What Students Should Bring: 

Laptop with virtualization software compatible with .ova (e.g. VMWare workstation, VirtualBox). It is recommended to use VMWare.

Minimum requirements:

• CPU cores: 4 (8 recommended)

• RAM: 16 GB (32 GB recommended)

• Disk: 500 GB (1 TB recommended)

Please note that M* ARM Mac processors are not supported. We are going to delve into x86 assembly, so please make sure to have an x86 laptop.

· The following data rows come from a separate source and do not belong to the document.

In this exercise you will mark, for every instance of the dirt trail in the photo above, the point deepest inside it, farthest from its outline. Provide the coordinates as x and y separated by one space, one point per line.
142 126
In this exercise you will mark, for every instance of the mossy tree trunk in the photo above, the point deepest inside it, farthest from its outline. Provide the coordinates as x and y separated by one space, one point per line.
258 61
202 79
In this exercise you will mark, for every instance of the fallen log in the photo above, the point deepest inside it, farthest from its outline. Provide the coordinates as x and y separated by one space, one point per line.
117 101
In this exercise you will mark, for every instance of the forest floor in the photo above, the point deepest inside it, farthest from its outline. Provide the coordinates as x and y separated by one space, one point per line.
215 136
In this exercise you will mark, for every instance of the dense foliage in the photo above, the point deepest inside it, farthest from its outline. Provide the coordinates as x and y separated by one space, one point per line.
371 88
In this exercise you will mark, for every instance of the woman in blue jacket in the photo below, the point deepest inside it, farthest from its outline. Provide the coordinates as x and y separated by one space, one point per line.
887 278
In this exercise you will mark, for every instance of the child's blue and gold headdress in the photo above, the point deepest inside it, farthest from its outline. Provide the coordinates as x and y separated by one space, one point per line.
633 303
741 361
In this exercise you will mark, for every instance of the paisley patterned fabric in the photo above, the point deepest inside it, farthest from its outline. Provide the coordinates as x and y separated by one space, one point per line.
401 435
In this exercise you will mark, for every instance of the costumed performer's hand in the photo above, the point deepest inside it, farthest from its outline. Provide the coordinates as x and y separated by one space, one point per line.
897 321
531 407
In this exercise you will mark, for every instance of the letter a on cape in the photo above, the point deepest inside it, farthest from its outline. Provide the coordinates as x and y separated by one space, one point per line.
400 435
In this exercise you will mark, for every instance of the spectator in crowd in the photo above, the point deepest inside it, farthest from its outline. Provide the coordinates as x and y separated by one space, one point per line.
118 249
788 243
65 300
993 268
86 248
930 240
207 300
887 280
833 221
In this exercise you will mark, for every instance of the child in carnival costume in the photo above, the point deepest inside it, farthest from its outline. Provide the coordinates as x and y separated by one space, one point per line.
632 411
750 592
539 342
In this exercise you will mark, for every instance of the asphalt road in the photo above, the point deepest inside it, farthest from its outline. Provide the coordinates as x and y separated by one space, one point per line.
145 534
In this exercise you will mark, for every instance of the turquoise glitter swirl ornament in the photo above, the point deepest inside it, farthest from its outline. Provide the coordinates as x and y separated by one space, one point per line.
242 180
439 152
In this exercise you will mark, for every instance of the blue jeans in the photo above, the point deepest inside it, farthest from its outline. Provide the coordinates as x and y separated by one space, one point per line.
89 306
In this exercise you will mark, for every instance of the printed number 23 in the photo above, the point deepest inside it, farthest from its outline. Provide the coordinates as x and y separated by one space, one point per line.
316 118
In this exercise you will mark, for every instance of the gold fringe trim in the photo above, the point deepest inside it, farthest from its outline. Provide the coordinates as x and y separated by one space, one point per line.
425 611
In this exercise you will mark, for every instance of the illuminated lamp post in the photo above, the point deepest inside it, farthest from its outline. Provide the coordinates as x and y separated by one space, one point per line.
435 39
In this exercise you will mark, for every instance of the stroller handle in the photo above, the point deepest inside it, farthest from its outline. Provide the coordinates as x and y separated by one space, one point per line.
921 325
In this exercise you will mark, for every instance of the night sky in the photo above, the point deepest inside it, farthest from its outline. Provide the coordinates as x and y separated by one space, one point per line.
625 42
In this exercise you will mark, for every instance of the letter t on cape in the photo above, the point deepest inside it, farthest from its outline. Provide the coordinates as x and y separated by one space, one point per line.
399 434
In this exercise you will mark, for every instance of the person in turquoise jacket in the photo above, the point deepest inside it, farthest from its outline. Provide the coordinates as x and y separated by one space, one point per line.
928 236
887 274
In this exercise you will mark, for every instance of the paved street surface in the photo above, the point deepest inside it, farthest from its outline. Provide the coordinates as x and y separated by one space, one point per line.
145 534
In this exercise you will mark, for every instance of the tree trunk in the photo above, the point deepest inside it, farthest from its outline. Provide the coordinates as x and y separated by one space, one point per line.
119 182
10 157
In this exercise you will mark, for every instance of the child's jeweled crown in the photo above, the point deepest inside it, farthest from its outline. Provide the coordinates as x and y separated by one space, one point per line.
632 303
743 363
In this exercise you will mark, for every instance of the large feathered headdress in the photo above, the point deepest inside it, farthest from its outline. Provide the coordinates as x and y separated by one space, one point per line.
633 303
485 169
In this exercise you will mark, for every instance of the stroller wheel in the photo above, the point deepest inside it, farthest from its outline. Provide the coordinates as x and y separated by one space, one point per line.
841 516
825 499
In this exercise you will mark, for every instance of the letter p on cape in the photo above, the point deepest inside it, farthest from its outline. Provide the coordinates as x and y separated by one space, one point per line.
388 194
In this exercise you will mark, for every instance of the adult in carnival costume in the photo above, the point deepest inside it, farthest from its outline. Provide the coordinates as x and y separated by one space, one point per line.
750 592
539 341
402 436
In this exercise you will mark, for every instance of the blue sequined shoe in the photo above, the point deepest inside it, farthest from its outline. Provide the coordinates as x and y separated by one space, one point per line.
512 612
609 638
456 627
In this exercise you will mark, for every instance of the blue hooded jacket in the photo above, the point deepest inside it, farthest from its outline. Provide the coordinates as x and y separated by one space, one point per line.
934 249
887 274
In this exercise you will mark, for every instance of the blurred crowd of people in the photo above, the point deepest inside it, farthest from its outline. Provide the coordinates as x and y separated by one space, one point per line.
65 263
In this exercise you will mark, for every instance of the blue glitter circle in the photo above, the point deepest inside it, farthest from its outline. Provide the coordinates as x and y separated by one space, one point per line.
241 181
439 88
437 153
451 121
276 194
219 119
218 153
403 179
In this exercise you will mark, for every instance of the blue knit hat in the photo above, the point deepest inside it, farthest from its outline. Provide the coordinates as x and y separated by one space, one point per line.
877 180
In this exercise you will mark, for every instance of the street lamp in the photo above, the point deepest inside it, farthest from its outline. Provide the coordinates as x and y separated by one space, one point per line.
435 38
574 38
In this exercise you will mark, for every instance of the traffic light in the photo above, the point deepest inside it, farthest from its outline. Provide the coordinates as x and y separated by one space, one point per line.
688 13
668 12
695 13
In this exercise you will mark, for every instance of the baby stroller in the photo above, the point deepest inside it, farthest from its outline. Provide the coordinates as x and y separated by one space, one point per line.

During the training, students will be provided with:

• A Virtual Machine with the development environment configured

• Templates for exercises

• Existing open-source tools used for the training

Trainer(s) Bio:

Giorgio "gbyolo" Bernardinetti is lead researcher at the System Security division of CNIT. His research activities are geared towards Red Teaming support activities, in particular design and development of advanced evasion techniques in strictly monitored environments, with emphasis on (but not limited to) the Windows OS, both in user-space and kernel-space. He has been a speaker for DEFCON32 Workshops and Red Team Village HacktivityCon 2021. 

Dimitri "GlenX" Di Cristofaro is a security consultant and researcher at SECFORCE LTD where he performs Red Teams on a daily basis. The main focus of his research activities is about Red Teaming and in particular on identifying new ways of attacking operating systems and looking for cutting edge techniques to increase stealthiness in strictly monitored environments. He enjoys malware writing and offensive tools development as well as producing electronic music in his free time.

Registration Terms and Conditions: 

Trainings are refundable before July 8, 2025, the processing fee is $250.

Trainings are non-refundable after July 8, 2025.

Training tickets may be transferred. Please email us at training@defcon.org for specifics.

Failure to attend the Training without prior written notification, will be considered a No-Show. No refund will be given.

By purchasing this ticket you agree to abide by the DCT Code of Conduct and the registration terms and conditions listed above.